Philip: Digital Abroiginals is the name of a book we wrote.

Mikela: I was working on a proposal for our second book, Charting Your Career in a World Without Rules. The proposal was kind of bogging down. I was talking to our agent, and I said I was getting a little bored. He said, "What do you want to do?" I said I'd write a book called Digital Aboriginals.

10 years ago I was in a museum. I've always had a passion for aboriginal paintings. We were in the Museum of Modern Art, and there was a new show getting hung. They were paintings of circuit boards. It began this journey of what was encoded in those images that could lead to a deeper understanding of what was happening in the digital landscape.

What we do when were not writing books is consulting to corporations. We walk into places like Coca-Cola and Philip Morris and play stuff like this. We do consulting on future trends and the big picture.

Philip: Mikela's background is in anthropology. My background is in the fine art. I'm a painter. We're both interested in trends but in different ways.

Mikela: What you see there is a picture we took last year at SXSW.

Philip: And up in the upper left-hand corner is a segment of a tribe of aboriginals from north Australia. They were just having a meeting, sitting around. There is some connection and relationship betwene these two photographs.

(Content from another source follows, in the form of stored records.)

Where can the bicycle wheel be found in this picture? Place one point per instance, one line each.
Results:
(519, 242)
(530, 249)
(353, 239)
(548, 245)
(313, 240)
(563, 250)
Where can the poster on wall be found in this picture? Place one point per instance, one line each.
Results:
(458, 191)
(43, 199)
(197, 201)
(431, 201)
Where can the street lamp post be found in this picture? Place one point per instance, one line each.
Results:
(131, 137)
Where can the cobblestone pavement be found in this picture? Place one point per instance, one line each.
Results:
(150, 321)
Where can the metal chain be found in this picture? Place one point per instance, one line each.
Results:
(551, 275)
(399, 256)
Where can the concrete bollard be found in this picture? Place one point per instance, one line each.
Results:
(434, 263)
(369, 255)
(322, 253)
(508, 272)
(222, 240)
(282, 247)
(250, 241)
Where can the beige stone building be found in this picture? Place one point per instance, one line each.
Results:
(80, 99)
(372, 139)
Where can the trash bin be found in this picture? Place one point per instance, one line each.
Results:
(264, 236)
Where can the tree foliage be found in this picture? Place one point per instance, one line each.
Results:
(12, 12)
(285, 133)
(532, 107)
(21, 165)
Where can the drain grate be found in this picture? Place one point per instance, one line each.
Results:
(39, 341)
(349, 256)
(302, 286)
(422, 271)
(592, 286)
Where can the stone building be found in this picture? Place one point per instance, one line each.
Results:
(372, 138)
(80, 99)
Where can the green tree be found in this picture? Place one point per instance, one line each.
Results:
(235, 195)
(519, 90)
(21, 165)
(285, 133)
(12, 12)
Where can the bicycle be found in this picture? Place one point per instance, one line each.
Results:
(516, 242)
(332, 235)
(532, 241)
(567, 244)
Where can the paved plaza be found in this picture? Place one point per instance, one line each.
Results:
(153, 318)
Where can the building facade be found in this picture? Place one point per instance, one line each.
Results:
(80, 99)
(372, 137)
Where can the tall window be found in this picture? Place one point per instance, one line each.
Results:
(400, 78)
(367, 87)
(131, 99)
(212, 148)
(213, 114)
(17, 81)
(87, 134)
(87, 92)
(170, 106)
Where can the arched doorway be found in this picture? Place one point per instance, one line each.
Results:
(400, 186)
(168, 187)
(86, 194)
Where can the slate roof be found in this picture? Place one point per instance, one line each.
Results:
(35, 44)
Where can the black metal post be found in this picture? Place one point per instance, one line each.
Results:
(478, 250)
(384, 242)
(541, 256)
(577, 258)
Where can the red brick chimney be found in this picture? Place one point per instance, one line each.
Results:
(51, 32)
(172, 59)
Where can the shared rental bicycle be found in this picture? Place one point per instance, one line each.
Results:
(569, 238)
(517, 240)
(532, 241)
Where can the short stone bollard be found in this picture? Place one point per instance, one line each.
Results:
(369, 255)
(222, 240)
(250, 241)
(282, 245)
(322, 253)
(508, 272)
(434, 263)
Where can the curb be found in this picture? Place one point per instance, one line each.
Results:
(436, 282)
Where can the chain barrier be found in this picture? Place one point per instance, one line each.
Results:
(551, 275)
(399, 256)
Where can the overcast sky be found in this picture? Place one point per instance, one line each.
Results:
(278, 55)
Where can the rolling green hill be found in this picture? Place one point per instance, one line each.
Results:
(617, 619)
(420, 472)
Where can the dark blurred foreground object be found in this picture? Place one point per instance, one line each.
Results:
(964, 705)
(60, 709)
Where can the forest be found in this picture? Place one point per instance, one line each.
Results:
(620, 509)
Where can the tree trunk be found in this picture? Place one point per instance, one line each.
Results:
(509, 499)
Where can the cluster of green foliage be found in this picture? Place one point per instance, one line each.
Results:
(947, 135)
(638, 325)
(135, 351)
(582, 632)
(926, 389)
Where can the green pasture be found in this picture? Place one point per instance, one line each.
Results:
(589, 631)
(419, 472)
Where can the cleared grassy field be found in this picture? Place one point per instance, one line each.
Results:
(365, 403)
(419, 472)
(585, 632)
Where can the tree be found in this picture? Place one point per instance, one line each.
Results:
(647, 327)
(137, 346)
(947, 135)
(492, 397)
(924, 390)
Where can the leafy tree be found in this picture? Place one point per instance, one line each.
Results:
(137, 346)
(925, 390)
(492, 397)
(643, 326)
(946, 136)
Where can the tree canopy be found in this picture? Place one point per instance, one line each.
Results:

Mikela: The aboriginal photograph just shows men. Women participated in those circles, but the women are very shy. As we put those two images together, even the number of people was identical. The ideal number for small group work is no more than 12. When you put together more than 12, it becomes difficult to do complex tasks. And if you look at the distance, its about the right distance for sitting around a fire.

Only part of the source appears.